The Republican Party has, in fact, reinvented the old Confederacy. This is their goal, their target, the end-point of their efforts.
They even use that treasonous oligarchy’s iconography, waving the battle flag and fighting to preserve statues and place names of traitor Confederate generals.
Today’s GOP fights for two things and two things only: white supremacy and the wealth of its oligarchs, just like Robert E. Lee did in his day.
Everything else is just show.
Irony has always been at the heart of dramatic tragedy. The fact that the white supremacists and oligarchs of the Confederacy were Democrats and Lincoln and the authors of abolition and Reconstruction were Republicans; that today's white supremacists and oligarchs are Republicans and the authors of modern civil rights are Democrats is the irony. Will the current unfolding of history be a tragedy is yet to be determined.

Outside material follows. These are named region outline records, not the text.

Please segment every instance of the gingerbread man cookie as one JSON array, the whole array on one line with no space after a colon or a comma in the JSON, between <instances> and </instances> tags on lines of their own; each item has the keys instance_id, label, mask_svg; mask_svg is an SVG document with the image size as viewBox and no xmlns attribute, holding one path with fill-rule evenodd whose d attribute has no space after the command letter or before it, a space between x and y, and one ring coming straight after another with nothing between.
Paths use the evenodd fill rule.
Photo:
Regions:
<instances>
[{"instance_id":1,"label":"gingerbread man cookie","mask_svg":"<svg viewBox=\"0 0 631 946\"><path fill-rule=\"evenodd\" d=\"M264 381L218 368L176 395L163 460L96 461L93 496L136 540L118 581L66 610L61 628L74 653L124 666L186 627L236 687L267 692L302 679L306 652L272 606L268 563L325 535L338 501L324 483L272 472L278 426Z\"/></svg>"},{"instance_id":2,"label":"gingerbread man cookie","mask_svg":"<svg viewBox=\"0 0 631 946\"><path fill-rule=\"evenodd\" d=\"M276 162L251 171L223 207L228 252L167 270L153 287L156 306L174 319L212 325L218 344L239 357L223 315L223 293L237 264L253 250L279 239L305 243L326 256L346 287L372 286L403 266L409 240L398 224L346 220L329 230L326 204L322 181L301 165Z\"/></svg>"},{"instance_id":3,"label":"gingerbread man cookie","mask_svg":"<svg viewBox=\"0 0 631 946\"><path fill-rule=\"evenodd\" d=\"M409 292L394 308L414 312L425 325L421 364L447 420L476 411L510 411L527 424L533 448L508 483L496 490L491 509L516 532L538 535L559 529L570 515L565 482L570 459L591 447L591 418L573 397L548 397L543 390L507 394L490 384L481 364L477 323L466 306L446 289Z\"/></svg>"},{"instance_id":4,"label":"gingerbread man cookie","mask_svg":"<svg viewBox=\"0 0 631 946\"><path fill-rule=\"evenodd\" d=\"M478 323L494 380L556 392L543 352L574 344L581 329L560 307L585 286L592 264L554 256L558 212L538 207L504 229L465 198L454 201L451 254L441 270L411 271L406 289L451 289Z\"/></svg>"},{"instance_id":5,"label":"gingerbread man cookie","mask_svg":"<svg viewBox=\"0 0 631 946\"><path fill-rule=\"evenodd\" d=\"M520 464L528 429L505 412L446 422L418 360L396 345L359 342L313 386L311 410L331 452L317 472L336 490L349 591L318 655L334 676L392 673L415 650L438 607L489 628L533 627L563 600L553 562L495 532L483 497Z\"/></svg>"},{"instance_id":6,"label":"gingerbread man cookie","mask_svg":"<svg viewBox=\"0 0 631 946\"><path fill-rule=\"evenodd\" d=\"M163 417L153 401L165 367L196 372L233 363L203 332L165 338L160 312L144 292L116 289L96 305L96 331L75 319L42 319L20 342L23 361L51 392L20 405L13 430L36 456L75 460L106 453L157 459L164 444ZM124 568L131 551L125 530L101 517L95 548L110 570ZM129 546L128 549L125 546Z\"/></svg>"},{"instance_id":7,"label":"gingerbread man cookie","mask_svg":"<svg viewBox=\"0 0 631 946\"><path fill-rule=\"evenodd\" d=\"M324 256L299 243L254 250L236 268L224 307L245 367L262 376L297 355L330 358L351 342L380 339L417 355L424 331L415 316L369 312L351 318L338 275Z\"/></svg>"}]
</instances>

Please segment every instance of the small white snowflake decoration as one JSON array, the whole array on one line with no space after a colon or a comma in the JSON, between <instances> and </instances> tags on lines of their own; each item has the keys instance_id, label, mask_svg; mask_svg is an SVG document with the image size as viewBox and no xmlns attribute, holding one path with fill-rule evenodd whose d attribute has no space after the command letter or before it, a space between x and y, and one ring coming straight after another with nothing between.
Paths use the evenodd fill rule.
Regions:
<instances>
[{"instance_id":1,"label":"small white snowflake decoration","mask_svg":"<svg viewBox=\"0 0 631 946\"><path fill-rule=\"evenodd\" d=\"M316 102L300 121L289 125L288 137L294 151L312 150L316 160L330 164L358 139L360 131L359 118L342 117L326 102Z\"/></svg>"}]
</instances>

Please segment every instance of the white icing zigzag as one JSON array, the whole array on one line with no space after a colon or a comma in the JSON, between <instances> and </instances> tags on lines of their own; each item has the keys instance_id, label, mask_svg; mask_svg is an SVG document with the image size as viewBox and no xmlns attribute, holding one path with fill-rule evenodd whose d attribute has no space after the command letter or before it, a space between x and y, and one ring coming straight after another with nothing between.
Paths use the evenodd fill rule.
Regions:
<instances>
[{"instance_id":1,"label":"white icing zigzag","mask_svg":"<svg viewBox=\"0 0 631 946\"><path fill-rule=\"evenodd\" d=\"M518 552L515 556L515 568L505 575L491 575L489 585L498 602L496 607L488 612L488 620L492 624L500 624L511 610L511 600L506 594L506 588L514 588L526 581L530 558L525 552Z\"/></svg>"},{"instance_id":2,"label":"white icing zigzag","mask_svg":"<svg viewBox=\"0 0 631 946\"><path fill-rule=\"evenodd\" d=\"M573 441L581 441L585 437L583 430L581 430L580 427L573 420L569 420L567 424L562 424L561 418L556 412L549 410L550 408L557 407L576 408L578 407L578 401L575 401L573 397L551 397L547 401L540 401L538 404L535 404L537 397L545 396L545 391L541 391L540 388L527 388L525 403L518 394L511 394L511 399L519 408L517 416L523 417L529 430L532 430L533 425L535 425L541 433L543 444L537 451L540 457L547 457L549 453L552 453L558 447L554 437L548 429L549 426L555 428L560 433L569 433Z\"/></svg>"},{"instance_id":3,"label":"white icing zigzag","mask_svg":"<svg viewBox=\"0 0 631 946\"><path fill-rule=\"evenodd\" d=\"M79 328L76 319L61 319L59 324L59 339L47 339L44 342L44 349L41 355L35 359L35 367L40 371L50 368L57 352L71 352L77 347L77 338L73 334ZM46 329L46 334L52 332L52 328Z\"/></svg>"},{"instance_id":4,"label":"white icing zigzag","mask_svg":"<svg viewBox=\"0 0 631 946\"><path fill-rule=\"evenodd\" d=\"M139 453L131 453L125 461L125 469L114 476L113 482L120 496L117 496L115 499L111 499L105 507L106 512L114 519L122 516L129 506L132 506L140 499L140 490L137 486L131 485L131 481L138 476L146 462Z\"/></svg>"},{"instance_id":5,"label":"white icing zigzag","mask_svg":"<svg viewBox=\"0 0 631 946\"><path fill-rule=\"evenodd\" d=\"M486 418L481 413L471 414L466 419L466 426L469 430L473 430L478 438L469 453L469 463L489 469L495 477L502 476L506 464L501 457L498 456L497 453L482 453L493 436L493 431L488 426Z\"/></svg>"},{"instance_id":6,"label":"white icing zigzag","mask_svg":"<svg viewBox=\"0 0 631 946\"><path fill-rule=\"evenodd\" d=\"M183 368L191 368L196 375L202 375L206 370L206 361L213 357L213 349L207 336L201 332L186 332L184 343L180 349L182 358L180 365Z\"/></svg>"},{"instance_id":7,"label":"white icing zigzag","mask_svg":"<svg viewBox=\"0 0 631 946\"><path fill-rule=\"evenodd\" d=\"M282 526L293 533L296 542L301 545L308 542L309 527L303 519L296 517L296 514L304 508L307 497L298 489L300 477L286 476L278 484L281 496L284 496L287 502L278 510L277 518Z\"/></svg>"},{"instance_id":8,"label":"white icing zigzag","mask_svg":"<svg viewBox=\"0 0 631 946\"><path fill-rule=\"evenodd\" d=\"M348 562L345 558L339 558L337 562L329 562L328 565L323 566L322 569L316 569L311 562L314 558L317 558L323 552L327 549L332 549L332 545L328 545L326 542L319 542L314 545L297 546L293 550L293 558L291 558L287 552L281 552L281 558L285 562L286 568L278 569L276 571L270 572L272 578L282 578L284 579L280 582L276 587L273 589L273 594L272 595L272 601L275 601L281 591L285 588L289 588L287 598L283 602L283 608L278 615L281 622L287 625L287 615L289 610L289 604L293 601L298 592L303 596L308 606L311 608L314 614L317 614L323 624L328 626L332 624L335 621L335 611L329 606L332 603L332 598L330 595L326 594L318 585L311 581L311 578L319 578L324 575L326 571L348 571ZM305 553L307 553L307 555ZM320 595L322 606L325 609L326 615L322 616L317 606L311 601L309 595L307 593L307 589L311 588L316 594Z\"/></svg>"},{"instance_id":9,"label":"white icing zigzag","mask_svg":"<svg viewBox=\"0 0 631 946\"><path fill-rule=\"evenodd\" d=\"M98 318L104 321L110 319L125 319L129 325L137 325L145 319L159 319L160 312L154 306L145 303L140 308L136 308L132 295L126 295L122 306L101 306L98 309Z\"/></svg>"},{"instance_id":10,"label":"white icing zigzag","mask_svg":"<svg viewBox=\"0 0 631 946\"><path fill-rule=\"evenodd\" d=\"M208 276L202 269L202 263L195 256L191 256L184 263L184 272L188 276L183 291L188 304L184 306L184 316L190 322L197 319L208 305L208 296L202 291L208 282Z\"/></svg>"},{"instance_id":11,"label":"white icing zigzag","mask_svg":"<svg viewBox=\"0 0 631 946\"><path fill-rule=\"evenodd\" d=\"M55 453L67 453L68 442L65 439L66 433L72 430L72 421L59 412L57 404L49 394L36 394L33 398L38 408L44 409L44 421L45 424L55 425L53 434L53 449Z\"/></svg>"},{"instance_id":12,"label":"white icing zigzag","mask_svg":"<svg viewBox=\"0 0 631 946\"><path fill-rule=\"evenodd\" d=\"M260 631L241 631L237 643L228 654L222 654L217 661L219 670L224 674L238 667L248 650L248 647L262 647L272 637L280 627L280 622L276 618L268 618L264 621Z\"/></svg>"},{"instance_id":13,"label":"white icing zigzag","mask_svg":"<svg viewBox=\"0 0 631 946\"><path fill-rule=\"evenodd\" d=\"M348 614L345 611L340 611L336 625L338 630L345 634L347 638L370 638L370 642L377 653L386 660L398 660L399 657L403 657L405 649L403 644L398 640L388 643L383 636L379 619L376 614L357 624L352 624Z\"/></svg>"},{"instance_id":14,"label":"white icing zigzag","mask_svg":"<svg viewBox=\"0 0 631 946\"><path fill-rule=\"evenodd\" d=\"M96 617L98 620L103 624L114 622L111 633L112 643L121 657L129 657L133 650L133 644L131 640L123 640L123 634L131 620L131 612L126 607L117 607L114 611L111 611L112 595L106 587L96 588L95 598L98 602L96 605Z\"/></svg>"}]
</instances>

Perhaps one further historical irony will be that the descendants of the former slaves, people of color, women, and gender minorities, forming the core of the Democratic coalition, will be the ones to stem the tide that seems to be perilously rising. They, more than anyone, understand that the only thing standing between them and a return to a white supremacist, male dominated, oligarchic culture are the democratic principles that have been furthering human and civil rights, albeit gradually and fitfully, to all citizens.
Thom, This is all absolutely true. The book HOW THE SOUTH WON THE CIVIL WAR is a great detailed analysis of how,this,has been accomplished since the end of the Civil War. I’m urge anyone who has not read it to put it on their list.